What's beside the Target?
The width and dimension of golf holes can also play optical illusions with the target. A green typically appears much larger than it really is when the perspective is carved through a narrow corridor of trees. Likewise, a green often appears much smaller than it actually is when positioned in an open space.
Pat Ruddy, golf architect, explains that these delusions are enhanced when different presentations are offered in a single round. Ruddy says, "give a variety of enclosed settings in valleys or trees followed quickly by panoramic vistas over miles of countryside or sea, and the eye will fairly quiver sending the wrong information back to the command post."
Like diverse light settings, a golfer’s vision can adjust to any one perspective, even if it's nightfall.
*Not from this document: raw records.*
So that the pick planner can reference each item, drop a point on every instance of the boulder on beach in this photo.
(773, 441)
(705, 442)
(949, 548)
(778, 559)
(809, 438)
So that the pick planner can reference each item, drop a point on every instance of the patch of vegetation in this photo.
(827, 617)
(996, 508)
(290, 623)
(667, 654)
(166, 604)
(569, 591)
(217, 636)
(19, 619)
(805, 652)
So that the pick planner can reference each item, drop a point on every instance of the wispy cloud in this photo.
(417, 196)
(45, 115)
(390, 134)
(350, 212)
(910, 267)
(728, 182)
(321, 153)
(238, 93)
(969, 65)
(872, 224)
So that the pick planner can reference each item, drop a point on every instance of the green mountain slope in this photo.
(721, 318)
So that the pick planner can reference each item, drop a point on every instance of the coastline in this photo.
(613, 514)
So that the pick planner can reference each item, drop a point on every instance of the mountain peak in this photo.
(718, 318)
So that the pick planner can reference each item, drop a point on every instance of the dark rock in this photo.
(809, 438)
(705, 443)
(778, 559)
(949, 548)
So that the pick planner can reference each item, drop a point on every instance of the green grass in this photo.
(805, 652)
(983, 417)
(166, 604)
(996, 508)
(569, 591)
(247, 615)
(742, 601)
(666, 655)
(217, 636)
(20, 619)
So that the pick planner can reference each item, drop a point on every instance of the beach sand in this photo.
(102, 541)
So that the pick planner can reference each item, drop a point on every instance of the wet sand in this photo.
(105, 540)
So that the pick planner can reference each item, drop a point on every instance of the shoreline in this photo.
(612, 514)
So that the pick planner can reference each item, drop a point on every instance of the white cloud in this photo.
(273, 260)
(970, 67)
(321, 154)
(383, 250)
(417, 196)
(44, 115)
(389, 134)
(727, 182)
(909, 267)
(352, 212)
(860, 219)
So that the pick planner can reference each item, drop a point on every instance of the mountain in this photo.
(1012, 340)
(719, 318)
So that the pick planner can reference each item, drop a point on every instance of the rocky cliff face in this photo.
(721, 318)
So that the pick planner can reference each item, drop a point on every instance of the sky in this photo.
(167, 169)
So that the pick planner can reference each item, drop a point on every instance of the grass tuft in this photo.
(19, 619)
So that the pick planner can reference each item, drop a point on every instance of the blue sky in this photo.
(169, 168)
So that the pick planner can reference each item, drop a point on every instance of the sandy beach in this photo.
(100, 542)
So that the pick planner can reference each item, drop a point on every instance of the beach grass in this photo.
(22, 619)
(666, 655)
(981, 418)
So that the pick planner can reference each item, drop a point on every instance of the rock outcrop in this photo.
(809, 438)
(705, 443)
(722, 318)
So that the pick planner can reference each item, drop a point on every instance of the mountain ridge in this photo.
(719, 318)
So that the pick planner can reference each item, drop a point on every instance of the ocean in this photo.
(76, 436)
However, if golfers move back and forth between bright and dark settings, they may lose their sense of focus.
Bill Coore and Ben Crenshaw portray such variations of landscapes at Friar's Head Golf Club in Baiting Hollow, N.Y. The routing swings back and forth from tree-lined dunes off the north shore into windswept meadows closer inland. Ron Whitten, architecture and design editor for Golf Digest, claims that Coore and Crenshaw visually "mix it up better than anyone."
Also, a shot that must be played between two architectural features, (such as between two trees or between two hills) to a distant green creates optical illusions. According to Ruddy, by moving the hills closer together (decreasing the gap) or further away from each other (increasing the gap), or by adjusting the angle in which you must intersect the gap, will in turn lengthen or shrink the perspective of the target.